How to Protect Your CMS Site from Hacks Once and Forever
I've been an active member of the Drupal community for many years. We've learned a lot together and solved many technical problems. Even today I follow updates of our local community group and sometimes answer folks' questions.
Last week, one of our members asked for advice. He needed to protect 30 landing pages built with old versions of WordPress/Drupal and third-party plugins. The owner was not going to update the sites himself, but he wanted them to stay operational. The problem was that the sites got hacked regularly and it was a pain to clean them from the hacks. The sites were hosted on VPS and served with Nginx.
Our community group brainstormed possible solutions, and I decided to share them along with my own thoughts in case a similar problem ever pops up for you.
Do your best to protect the site
- Disable registering new users if your CMS allows it and remove all unnecessary accounts. Ideally, only keep the admin account with a very complex password.
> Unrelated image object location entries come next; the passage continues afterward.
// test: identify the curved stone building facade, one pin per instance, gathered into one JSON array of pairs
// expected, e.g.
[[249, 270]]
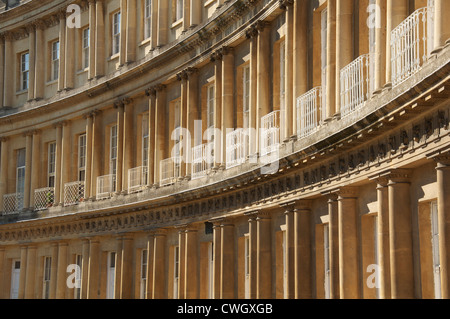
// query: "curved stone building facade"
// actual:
[[224, 149]]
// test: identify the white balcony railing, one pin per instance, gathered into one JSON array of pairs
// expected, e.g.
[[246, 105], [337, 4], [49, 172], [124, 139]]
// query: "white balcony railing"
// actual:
[[270, 133], [237, 147], [137, 179], [356, 84], [106, 186], [170, 170], [411, 43], [310, 112], [44, 198], [73, 193], [12, 203], [202, 159]]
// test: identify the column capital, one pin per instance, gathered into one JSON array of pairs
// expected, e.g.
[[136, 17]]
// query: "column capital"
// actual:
[[396, 175]]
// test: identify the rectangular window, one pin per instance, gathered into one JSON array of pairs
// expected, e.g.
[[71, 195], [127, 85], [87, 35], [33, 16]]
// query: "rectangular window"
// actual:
[[143, 290], [176, 265], [15, 276], [113, 150], [24, 70], [111, 276], [148, 19], [51, 164], [86, 35], [47, 273], [79, 263], [116, 33], [55, 60], [82, 157]]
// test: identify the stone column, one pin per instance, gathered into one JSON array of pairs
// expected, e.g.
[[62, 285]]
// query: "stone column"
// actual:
[[217, 59], [97, 142], [85, 268], [31, 28], [3, 288], [89, 153], [128, 141], [227, 260], [287, 132], [380, 48], [227, 98], [181, 263], [344, 41], [53, 270], [160, 127], [253, 237], [252, 34], [2, 68], [159, 268], [131, 31], [123, 32], [3, 169], [61, 272], [383, 238], [127, 267], [191, 264], [263, 84], [217, 259], [120, 144], [264, 256], [302, 251], [300, 52], [39, 82], [30, 273], [28, 158], [443, 202], [151, 94], [69, 76], [23, 271], [331, 61], [99, 40], [58, 163], [290, 249], [35, 166], [333, 230], [400, 234], [441, 25], [348, 243], [62, 50], [396, 12], [93, 275], [66, 153], [92, 39], [9, 64], [163, 23]]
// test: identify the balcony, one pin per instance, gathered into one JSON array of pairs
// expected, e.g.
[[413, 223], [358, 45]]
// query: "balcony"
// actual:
[[356, 84], [202, 159], [237, 147], [106, 186], [137, 179], [44, 198], [12, 203], [170, 170], [310, 112], [411, 44], [73, 193], [270, 133]]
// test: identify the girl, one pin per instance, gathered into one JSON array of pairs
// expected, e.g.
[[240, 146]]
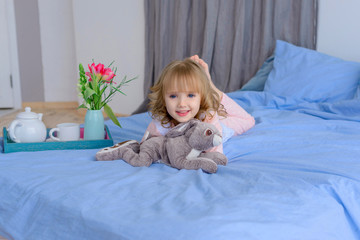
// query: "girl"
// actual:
[[185, 91]]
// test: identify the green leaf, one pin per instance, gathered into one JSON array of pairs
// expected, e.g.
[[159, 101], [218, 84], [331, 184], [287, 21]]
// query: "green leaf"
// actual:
[[82, 106], [88, 93], [111, 115]]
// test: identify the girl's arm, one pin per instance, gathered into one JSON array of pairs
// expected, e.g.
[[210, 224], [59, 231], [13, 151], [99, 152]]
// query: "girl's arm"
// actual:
[[237, 118], [204, 65]]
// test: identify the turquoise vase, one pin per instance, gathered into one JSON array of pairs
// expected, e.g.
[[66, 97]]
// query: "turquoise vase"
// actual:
[[94, 125]]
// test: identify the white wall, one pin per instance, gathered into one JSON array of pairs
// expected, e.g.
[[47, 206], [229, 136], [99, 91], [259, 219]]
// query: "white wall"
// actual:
[[58, 50], [78, 31], [339, 29], [113, 30], [74, 32]]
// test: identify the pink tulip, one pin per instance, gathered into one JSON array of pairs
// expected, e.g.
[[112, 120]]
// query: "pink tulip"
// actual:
[[105, 74]]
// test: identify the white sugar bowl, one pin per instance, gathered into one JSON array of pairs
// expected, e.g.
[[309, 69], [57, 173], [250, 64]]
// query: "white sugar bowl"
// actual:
[[27, 127]]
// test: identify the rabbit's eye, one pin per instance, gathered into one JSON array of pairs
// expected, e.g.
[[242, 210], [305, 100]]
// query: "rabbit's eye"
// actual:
[[208, 132]]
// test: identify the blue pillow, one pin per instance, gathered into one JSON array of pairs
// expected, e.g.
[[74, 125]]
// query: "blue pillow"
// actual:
[[257, 82], [308, 75]]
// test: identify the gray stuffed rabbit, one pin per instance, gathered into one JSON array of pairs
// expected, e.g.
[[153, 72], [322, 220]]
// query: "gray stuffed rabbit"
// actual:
[[182, 148]]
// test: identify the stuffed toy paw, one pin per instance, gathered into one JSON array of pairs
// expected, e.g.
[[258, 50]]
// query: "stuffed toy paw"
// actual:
[[182, 148]]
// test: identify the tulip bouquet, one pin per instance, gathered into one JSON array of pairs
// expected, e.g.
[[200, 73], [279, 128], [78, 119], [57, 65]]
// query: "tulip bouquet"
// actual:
[[97, 88]]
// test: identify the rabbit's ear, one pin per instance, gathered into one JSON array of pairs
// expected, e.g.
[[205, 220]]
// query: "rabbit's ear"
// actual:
[[181, 128]]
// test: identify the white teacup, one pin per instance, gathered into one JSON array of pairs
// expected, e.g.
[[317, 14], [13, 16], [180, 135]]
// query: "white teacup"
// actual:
[[66, 132]]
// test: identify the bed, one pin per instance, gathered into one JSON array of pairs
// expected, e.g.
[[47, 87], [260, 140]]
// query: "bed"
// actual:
[[294, 175]]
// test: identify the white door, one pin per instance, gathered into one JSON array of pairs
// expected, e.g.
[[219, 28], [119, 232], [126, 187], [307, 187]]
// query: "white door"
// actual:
[[6, 90]]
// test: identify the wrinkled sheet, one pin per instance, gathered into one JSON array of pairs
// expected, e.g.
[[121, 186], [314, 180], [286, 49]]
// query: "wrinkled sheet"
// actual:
[[295, 175]]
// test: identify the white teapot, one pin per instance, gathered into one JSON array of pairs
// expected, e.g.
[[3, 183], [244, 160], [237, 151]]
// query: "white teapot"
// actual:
[[27, 127]]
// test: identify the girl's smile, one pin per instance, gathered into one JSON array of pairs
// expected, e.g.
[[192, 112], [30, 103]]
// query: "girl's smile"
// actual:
[[182, 106]]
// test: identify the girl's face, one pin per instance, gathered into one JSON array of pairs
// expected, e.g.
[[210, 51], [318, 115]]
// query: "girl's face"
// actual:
[[182, 105]]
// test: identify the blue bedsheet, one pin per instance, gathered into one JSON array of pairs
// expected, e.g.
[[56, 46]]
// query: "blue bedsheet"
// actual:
[[295, 175]]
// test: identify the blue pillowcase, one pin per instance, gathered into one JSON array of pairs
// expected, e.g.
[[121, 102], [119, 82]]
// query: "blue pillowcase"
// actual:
[[257, 82], [308, 75]]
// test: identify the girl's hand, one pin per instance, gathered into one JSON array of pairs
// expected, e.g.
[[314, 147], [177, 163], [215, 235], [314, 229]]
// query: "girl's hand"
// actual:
[[204, 65]]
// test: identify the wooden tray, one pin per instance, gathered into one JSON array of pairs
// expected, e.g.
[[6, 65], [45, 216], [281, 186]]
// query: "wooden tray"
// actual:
[[10, 146]]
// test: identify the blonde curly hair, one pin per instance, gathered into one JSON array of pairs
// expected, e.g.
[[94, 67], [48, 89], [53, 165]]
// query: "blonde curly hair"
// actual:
[[184, 76]]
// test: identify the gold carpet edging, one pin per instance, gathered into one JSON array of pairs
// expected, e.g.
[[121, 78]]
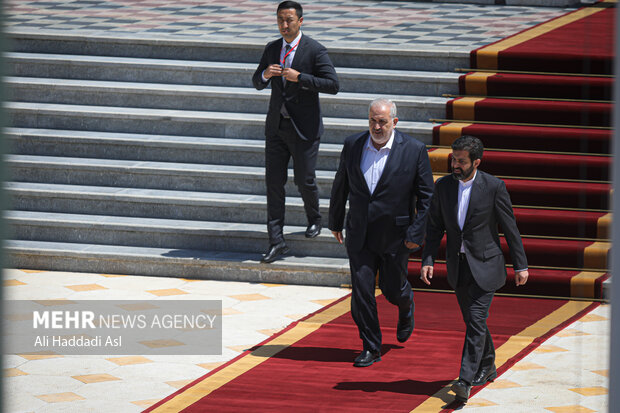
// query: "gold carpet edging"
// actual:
[[602, 227], [255, 358], [487, 57], [595, 255], [513, 346]]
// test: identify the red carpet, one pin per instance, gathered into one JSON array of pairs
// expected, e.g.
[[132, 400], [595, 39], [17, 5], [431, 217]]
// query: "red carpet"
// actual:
[[308, 366], [532, 86], [530, 111], [540, 101], [555, 139], [578, 42]]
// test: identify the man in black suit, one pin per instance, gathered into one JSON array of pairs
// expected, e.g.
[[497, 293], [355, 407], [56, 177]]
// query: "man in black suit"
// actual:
[[468, 206], [298, 68], [386, 176]]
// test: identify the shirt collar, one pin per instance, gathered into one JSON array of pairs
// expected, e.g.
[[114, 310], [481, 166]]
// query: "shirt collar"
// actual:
[[468, 183], [387, 146], [293, 43]]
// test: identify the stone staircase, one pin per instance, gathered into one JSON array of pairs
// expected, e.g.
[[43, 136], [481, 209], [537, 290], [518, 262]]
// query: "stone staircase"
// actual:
[[147, 157]]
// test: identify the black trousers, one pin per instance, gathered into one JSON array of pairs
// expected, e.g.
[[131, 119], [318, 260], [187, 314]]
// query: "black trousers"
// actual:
[[393, 283], [478, 350], [278, 151]]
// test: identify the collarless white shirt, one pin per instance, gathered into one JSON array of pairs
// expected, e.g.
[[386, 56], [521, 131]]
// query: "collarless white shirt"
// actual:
[[464, 195], [373, 161]]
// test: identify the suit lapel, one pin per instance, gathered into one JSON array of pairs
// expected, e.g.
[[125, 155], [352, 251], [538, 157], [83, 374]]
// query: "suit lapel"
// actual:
[[477, 189], [299, 52], [392, 162], [358, 151], [453, 199], [298, 57]]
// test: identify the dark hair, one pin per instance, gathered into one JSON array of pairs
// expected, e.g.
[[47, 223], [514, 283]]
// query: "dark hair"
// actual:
[[470, 144], [288, 4]]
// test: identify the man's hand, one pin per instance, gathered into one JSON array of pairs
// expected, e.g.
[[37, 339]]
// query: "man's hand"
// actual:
[[272, 70], [427, 274], [521, 277], [338, 236], [290, 74]]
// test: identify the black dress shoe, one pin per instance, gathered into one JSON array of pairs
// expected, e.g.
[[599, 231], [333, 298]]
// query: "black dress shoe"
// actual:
[[461, 389], [404, 329], [367, 358], [313, 230], [484, 375], [274, 252]]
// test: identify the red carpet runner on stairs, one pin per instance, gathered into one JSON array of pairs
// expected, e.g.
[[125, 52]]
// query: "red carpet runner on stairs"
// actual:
[[540, 102], [308, 366]]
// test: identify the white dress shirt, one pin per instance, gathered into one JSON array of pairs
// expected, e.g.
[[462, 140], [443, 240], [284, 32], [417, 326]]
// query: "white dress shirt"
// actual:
[[373, 161], [290, 56], [464, 195]]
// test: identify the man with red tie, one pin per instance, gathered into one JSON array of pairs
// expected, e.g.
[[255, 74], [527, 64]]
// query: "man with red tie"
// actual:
[[297, 68]]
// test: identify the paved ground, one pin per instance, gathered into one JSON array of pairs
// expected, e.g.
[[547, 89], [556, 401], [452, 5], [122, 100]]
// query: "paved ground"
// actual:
[[381, 23], [568, 373]]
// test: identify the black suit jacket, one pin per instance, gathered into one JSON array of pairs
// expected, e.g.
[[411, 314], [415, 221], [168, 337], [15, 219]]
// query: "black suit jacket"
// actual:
[[387, 217], [301, 98], [489, 205]]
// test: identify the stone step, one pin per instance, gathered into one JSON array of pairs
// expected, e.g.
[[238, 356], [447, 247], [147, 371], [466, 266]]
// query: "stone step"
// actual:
[[435, 58], [150, 175], [177, 122], [188, 72], [164, 233], [203, 98], [161, 148], [167, 262], [151, 203]]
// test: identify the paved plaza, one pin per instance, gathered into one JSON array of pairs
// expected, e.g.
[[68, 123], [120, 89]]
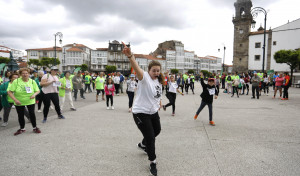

- Configure server/site firewall to prevent brute-forcing passwords. Limit the number of requests to the login url per short period of time.
- Protect your login URL with HTTP basic auth through your web server (Nginx) config.
- Deny access to all PHP files except the CMS entry point (normally index.php) through web server config.
- Check your PHP settings. All eval-like functions should be denied.
- Your site database should not be accessible from the outside (localhost-only access).
- Every site should have its own database user with the access to that particular database only.
Make the site read-only
Make the site folder and database read-only except cache and contact form tables to which your site needs write access.
Make the site static
Export all site pages to static files (HTML/CSS/JS). There are plugins, tools and third-party services for that (more on it here).
Use a server snapshot to rollback regularly
Create a server snapshot when the site is in its clean state (not hacked) and rollback regularly, let's say, every night. This way any hacks are removed on the rollback.
Use third-party services for forms
If you have any forms that collect user-entered data in the site database (e.g. contact forms), replace them with a third-party services (e.g. Google Forms). The same is about email sending forms. It will prepare your site for switching to static or using the snapshot rollback option mentioned above.
If you know a better solution, please let me know in the comments below, so I could share it with the community.
A quick note from myself... I wouldn't recommend using CMS for every simple site if you're not sure you will be able to regularly maintain and update it. Instead, use site builder services or static site generators.